1.) Theoretical predictions:
As one comment mentioned, the question "where do planets end up?" is dependent on the answer to "where do planets form?" and the answer to "how fast do planets migrate?" which is not well understood at the moment.
There are of course predictions for both those processes, but those essentially don't agree on anything and especially not with the observations.
A recent overview and a very short video by the authors of that paper summarizing it.
2.) Observations:
We have only very few multi-planet systems, and not a single one where we can claim we know all planets down to a certain size or mass limit.
I suggest you take a look at the data on http://exoplanets.org/table and use the filter "NCOMP >= 5" (also sort by name), this way you get current candidate systems with equal to or more than 5 planets.
You will see there are not many systems that we can base any systematic understanding on.
Plots like the first one in the answer to this question that seem to indicate that we know quite many systems, hide the fact that those systems are all single or double planet-systems.
This prohibits basing your generated systems based on data or planet formation theory. But I suggest that you can use a different method:
3.) Long-term stability:
We don't know all systems that are possible, but we certainly know that all systems under certain conditions become unstable. There is an overview article or also a long video outlining that there should be a simple stability criterion for planetary systems:
If any two planets come closer to each other than ~10 mutual Hill-radii, their orbits will become unstable and possible send the whole system into chaos.
The mutual Hill radius of two planets with masses $m_1$ and $m_2$, and central star $m_s$ and semi-major axis distances $a_1$ and $a_2$ from the star is
$$R_{hill,mutual} = \left( \frac{m_1+m_2}{3 \cdot m_s} \right)^{1/3} \cdot \frac{\left( a_1 + a_2 \right)}{2} $$
So my idea of a simple solar-system generator would be to choose some first planetary mass, place it somewhere.
Then build up the star system from the inside out planet by planet, by chosing the next planetary mass from one of the above mentioned 1-or-2-planet distributions (this one could be a realistic one, like in Mayor et al. 2011, if you know how to re-shape random distributions).
You calculate $a_2$ for them such that their mutual distance is $> 10 \cdot R_{Hill,mutual}$.
In this way you'll probably get pretty packed systems, but you can of course take their mutual distances to be larger than $10 \cdot R_{mutual, Hill}$.
So in this way the properties of your generated star systems would be:
- Mutual distances: Stable physical foundation
- Planetary mass distribution: Would be on shaky feet, as we don't know enough about multi-planet systems, and our data on low-multi systems is heavily biased towards the methods used to detect them.

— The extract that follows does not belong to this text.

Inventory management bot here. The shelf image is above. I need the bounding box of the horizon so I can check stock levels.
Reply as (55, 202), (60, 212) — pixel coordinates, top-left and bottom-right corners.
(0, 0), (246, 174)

- System architecture / order of the planets: So far we've seen many unexpected things and there is no data or reason to assume there should be any strong constraints. I think here you can let your fantasy or the random masses generator roam free.
You could even go one step further and include one of the (half-way) realistic mass distributions for stars, to generate your $m_s$ values.
Your code (e.e. if you code in C) will only be able to give you uniformly distributed random numbers. If you want them to follow a specific distribution, you need to transform them. Google "transform probability density function" or ask someone with math education that you know, if you don't know how that works.